The Hymnal: A Reading History by Christopher N. Phillips, reviewed by Leland Ryken: Who knew hymnals didn’t take the form of a songbook until the 1870s! Before then, says Phillips, they were essentially volumes of poetry, used in family and private devotions. “The focus [of this book] . . . is an exploration of the hymnbooks that preceded our familiar hymnal. These were books containing the texts of the hymns without accompanying music. . . . [The author] doesn’t deal with the history of hymn-singing in church services but with the private reading of hymns as poems. I can’t imagine a more original approach to hymns for our generation.” Definitely adding this one to my to-read list.

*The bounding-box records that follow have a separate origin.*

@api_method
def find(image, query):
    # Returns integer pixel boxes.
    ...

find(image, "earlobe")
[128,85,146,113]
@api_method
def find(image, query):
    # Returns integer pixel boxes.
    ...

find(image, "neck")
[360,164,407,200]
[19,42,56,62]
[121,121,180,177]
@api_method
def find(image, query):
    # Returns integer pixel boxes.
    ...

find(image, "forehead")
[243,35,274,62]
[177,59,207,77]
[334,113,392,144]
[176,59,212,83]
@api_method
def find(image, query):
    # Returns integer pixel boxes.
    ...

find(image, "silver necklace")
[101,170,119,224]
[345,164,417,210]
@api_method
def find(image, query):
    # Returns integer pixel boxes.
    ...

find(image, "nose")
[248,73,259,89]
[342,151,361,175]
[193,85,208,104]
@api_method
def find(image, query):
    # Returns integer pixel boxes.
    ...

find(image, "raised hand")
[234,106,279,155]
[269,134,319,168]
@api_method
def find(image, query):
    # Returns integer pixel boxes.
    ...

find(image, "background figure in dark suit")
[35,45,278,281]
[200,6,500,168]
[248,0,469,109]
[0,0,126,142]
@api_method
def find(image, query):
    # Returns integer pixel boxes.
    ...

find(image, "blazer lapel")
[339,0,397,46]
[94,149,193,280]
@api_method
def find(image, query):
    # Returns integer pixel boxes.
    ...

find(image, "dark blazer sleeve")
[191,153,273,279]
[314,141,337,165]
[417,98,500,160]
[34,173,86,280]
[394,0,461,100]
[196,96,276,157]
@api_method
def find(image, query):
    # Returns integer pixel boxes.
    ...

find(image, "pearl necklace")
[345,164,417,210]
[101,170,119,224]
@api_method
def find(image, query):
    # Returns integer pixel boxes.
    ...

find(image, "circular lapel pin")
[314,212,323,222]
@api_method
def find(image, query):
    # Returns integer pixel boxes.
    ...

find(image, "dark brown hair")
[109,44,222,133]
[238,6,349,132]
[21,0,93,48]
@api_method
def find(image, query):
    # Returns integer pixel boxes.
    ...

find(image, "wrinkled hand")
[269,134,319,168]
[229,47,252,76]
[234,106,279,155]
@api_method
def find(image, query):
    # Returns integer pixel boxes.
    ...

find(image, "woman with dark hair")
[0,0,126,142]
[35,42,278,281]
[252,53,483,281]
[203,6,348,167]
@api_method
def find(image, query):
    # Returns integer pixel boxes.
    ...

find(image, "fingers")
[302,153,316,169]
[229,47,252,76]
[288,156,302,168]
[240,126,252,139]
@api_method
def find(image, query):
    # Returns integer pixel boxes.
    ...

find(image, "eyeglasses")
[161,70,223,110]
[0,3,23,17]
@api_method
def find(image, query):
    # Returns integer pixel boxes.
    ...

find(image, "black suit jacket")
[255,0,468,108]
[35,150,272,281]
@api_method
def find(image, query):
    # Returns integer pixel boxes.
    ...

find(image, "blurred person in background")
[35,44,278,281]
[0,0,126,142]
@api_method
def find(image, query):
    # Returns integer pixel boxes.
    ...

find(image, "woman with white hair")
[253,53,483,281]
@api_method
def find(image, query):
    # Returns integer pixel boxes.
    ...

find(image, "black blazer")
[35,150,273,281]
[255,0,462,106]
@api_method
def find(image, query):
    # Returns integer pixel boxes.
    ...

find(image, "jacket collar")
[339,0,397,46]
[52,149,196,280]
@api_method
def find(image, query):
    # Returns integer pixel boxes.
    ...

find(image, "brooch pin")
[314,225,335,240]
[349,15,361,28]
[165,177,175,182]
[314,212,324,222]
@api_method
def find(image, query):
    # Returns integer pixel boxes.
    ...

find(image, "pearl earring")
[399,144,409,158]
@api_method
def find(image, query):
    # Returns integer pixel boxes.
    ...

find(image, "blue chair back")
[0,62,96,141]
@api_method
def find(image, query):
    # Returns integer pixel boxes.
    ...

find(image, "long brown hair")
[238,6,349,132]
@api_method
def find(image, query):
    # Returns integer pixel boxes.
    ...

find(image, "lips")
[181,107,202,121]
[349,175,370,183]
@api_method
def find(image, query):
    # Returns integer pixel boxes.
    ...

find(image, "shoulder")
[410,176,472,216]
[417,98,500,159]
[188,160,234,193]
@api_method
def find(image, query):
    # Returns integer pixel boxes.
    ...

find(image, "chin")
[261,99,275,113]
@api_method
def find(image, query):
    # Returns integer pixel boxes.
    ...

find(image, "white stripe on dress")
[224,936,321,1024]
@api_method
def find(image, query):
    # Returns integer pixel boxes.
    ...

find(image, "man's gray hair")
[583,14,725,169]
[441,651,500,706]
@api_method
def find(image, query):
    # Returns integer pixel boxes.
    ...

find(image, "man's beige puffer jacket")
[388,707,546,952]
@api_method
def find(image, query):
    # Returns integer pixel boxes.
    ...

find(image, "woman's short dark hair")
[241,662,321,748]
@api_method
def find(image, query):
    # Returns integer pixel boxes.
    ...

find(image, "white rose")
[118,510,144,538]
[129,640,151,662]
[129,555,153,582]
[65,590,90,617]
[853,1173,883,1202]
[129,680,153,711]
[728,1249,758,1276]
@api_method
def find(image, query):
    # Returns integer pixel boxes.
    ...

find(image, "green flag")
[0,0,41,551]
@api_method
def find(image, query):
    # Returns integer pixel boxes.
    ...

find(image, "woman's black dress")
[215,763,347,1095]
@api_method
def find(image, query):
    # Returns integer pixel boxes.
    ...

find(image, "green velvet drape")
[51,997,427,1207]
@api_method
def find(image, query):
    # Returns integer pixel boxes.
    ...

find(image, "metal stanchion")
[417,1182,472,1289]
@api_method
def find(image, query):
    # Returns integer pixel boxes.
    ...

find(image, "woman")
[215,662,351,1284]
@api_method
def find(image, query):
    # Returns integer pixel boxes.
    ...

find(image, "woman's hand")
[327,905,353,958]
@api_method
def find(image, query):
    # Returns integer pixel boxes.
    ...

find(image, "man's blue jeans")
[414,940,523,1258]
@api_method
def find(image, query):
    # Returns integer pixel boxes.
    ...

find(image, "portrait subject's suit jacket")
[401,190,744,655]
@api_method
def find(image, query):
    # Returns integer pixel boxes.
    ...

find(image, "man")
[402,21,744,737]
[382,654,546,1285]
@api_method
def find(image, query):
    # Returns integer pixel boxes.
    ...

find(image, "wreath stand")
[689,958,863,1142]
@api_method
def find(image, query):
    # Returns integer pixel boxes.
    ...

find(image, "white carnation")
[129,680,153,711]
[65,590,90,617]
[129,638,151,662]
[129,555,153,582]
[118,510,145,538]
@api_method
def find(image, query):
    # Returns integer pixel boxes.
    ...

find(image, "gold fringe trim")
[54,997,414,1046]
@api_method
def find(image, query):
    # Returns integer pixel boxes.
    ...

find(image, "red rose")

The Hymnal: A Reading History

Everything Tells Us about God by Katherine Bolger Hyde, with illustrations by Livia Coloji, reviewed by Amanda McGill: This children’s book from Ancient Faith Publishing begins, “The world is like a giant puzzle God made to tell us about Himself—the Father, the Son, and the Holy Spirit. Every piece whispers one of His secrets—all we need to do is listen.” “I love the message of the book,” writes McGill: “finding God in the ordinary elements of creation. I think it affirms what children already suspect: that the world is meaningful, personal and infused with specialness. One of the first things I was thankful for was the inclusion of baptism and the Eucharist at the beginning of the book. It situates the sacraments within the normal experiences of life.”